I have a dataframe with duplicate values in what I want to be a unique identifier column. The other columns of the dataframe contain data that I want to preserve by creating new "duplicate" columns. For example, given the following dataframe:
sample_df <- data.frame(
id = c(1, 1, 1, 2, 2, 3, 3, 3, 3),
test = c("A", "B", "C", "A", "B", "A", "B", "C", "D"),
result = c(93, 88, 89, 73, 89, 71, 73, 73, 75)
)
sample_df
# id test result
# 1 1 A 93
# 2 1 B 88
# 3 1 C 89
# 4 2 A 73
# 5 2 B 89
# 6 3 A 71
# 7 3 B 73
# 8 3 C 73
# 9 3 D 75
Is there a way to pivot this by adding new iterations of the non-id columns? I’m thinking of something like this:
# id test1 result1 test2 result2 test3 result3 test4 result4
# 1 1 A 93 B 88 C 89 <NA> NA
# 2 2 A 73 B 89 <NA> NA <NA> NA
# 3 3 A 71 B 73 C 73 D 75
Where the maximum number of duplicates in the id column determines how many new iterations of the non-id columns are joined to the dataframe.

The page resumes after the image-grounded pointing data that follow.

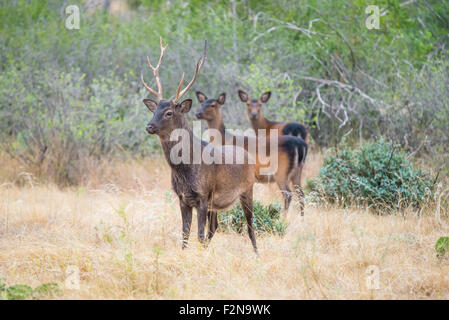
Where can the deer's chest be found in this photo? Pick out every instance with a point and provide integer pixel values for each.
(185, 188)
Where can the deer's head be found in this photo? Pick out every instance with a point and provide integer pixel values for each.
(254, 105)
(169, 114)
(210, 108)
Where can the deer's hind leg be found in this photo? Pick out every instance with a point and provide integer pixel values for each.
(186, 213)
(246, 199)
(213, 223)
(282, 182)
(296, 181)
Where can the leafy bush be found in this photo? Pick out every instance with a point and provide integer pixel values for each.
(442, 246)
(24, 292)
(266, 220)
(378, 175)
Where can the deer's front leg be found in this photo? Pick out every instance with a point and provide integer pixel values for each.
(202, 218)
(186, 213)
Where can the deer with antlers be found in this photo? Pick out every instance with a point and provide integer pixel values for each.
(206, 187)
(289, 157)
(258, 121)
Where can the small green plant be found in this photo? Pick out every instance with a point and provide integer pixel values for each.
(442, 246)
(25, 292)
(378, 175)
(266, 219)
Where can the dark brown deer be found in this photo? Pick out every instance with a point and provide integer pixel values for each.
(290, 156)
(258, 121)
(206, 187)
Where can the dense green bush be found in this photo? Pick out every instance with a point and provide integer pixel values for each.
(378, 175)
(25, 292)
(266, 219)
(442, 246)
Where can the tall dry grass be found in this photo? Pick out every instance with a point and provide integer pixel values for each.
(122, 229)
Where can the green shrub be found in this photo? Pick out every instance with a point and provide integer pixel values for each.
(442, 246)
(378, 175)
(266, 220)
(24, 292)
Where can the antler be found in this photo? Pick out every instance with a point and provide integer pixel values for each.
(156, 74)
(199, 64)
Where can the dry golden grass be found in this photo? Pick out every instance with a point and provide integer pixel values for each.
(325, 255)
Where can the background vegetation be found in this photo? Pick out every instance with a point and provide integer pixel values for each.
(71, 95)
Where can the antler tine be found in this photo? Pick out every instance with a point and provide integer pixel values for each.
(156, 73)
(199, 65)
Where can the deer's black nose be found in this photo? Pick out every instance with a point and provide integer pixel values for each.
(150, 129)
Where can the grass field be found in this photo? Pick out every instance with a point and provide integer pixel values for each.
(123, 230)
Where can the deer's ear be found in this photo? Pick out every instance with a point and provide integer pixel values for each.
(184, 106)
(151, 104)
(222, 98)
(243, 96)
(265, 96)
(201, 96)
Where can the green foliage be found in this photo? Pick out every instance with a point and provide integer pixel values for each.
(266, 219)
(78, 92)
(25, 292)
(378, 174)
(442, 246)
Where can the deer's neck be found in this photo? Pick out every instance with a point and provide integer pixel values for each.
(260, 123)
(182, 147)
(218, 124)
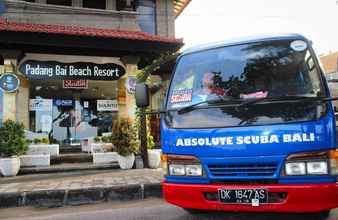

I’ve tried doing this with tidyr::pivot_wider() but with this function I’ve only been able to generate output columns based on the values of the columns (for example, returning A, B, C, and D as the output columns rather than test1, result1, test2, result2, etc.). I may also just be lacking the proper terminology to find other sources for answers.
>Solution :
You could create an "observation number" column within each id and pass it to names_from in pivot_wider():
library(dplyr) # >= 1.1.0
library(tidyr)
sample_df %>%
mutate(obs = row_number(), .by = id) %>%
pivot_wider(
values_from = test:result,
names_from = obs,
names_sep = "",
names_vary = "slowest"
)
# A tibble: 3 × 9
id test1 result1 test2 result2 test3 result3 test4 result4
<dbl> <chr> <dbl> <chr> <dbl> <chr> <dbl> <chr> <dbl>
1 1 A 93 B 88 C 89 <NA> NA
2 2 A 73 B 89 <NA> NA <NA> NA
3 3 A 71 B 73 C 73 D 75